Ten rengi ve kültürel farklılıklar da sporda eşitsizlik yaratan faktörlerden. Azınlık gruplarına mensup sporcular, ayrımcılığa, ötekileştirmeye daha çok maruz kalıyor. Destek bulmakta, kendilerini göstermekte zorlanıyorlar. Sporun birleştirici gücü nerede kaldı diye sormak gerek. Farklılıklarımızın zenginliğimiz olduğunu unutup, insanları sırf farklı oldukları için dışlamak, sporun ruhuna aykırı. Sporda ırkçılığa, ayrımcılığa tahammülümüz olmamalı.

Engelli bireylerin spor yapması, çoğu zaman yeterli altyapı ve destek olmadığı için çok daha zor. Onlar için özel olarak tasarlanmış spor tesisleri, ekipmanlar, antrenörler… Bunların eksikliği, engelli bireylerin spora katılımını kısıtlıyor. Paralimpik sporcuların gördüğü ilgi ve destek, olimpiyat sporcularının çok gerisinde. Oysa onlar da aynı azimle, aynı tutkuyla spor yapıyorlar. Onların başarıları, azimleri, hepimize örnek olmalı.

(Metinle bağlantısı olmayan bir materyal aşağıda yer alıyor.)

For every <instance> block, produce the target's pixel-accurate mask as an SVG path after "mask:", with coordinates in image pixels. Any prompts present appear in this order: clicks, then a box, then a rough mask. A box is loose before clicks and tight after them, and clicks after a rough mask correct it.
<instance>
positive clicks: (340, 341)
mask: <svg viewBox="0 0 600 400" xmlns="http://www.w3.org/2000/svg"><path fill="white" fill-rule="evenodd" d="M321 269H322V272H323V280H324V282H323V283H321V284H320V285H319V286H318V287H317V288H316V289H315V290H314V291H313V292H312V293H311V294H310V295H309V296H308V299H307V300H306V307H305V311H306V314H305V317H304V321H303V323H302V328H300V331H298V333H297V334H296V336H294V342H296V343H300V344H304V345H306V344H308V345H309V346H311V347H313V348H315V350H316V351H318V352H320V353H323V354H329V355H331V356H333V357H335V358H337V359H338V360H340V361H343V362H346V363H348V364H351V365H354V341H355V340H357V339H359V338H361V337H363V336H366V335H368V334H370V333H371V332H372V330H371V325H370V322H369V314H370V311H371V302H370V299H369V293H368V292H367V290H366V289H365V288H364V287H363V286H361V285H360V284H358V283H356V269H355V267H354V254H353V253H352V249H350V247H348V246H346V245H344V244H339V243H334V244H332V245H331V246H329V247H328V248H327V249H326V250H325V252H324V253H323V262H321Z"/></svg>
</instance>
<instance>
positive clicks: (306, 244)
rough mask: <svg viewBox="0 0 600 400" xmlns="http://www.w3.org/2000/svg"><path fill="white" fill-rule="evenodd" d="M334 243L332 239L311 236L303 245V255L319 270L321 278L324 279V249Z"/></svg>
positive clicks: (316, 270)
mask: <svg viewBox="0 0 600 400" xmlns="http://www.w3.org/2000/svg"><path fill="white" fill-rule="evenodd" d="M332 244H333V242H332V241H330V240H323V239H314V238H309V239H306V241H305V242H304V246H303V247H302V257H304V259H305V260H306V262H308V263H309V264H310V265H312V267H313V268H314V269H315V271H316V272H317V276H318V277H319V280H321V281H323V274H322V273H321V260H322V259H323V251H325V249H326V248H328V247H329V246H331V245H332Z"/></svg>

Peki, bu eşitsizlikleri ortadan kaldırmak için ne yapmalıyız? İşte birkaç önemli adım: Her şeyden önce, sporun her alanında, cinsiyet, ekonomik durum, etnik köken ve engellilik konularında farkındalık yaratmalıyız. Eşitliğin ne demek olduğunu, ayrımcılığın ne kadar yanlış olduğunu anlatmalıyız. İhtiyacı olan sporculara burslar, ücretsiz eğitimler, malzeme yardımları sağlamalıyız. Yetenekli gençlerin maddi imkansızlıklar yüzünden kaybolmasına izin vermemeliyiz. Medyanın ve sponsorların da bu konuda daha duyarlı olması gerekiyor. Kadın ve engelli sporcuların başarılarını daha çok duyurmalıyız. Onların hikayeleri, başarıları, diğer insanlara ilham verecektir. Engelli bireyler için uygun spor tesisleri ve ekipmanları inşa etmeliyiz. Onların da rahatça spor yapabileceği ortamlar yaratmalıyız. En önemlisi de zihniyetlerimizi değiştirmeliyiz. Herkesin eşit fırsatlara sahip olduğuna inanmalıyız. Ayrımcılığa, ötekileştirmeye karşı durmalıyız.

Unutmayalım ki, sporda fırsat eşitliği sadece birkaç sporcunun değil, tüm toplumun meselesi. Ancak bu eşitsizlikleri ortadan kaldırarak, sporun gerçek birleştirici gücünü ortaya çıkarabiliriz. Daha adil, daha kapsayıcı bir spor dünyası için hep birlikte çalışmalıyız. Çünkü spor, herkese eşit fırsatlar sunulduğunda, gerçekten de dünyayı değiştirebilecek bir güce sahip.